Depuis une dizaine d’années, le management participatif a le vent en poupe. « Prendre en compte les observations, les remarques des préparateurs, est un bon début », suggère Stéphane Rapelli. Et de souligner, un brin provocateur : « La pharmacie est une branche qui forme et offre des emplois pérennes mais pas forcément de qualité. Il y a beaucoup à faire au niveau de la reconnaissance. »

Actualiser la formation, moderniser le management en pharmacie et améliorer la reconnaissance au travail, notamment en offrant des perspectives d’évolution, pourraient changer la donne et donner l’envie de rester dans la profession. À la branche de s’emparer désormais de ces questions essentielles, à l’heure où la pénurie commence à peser sur ses entreprises.

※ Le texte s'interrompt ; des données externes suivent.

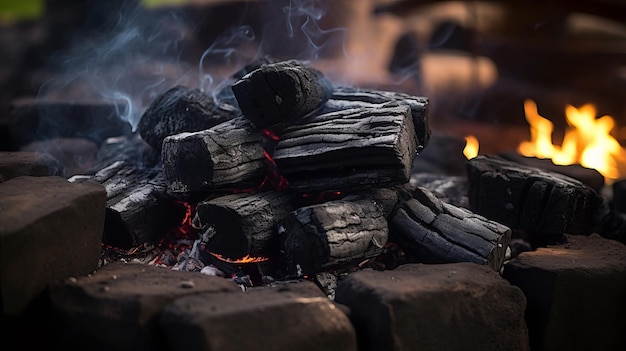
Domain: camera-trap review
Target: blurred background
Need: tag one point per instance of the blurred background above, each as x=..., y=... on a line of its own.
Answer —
x=477, y=61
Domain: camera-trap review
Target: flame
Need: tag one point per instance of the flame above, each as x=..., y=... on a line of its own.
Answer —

(1) Une très petite entreprise emploie moins de dix salariés.

(2) Association nationale des préparateurs en pharmacie d’officine (ANPPO), recueil de 300 témoignages du 14 au 20 janvier 2022 ; ANPPO, enquêtes en ligne réalisées en novembre et décembre 2020, 985 répondants.

(3) Observatoire des métiers dans les professions libérales (OMPL), Baromètres salariés, 2022 ; Déclaration annuelle des données sociales unifiée (DADS), 2011 à 2019 ; Institut national des statistiques et des études économiques (Insee), Données de recensement de la population, 2011 à 2019.

Un salaire plus faible qu’ailleurs

Le salaire médian des préparateurs s’avère plus faible que celui de l’ensemble des professions intermédiaires (professions paramédicales, professionnels de l’action sociale, etc.), dans lesquelles ils sont inclus : 1 833 euros net par mois en 2019, contre 1 950 euros pour un temps plein, travaillé sur toute l’année en 2019.

Le salaire médian est également un peu plus faible que celui des Français (1 940 euros net par mois).

Chiffres clés

→ 91,7 % des préparateurs sont des femmes, contre 51 % dans l’ensemble des salariés du privé.

→ L’âge médian dans la profession est de 37 ans.

→ Taux de CDI : 83,4 %, soit 8 % de plus que l’ensemble des salariés du privé.

→ Taux de temps plein : 73,9 %.

→ Les temps partiels sont majoritairement négociés.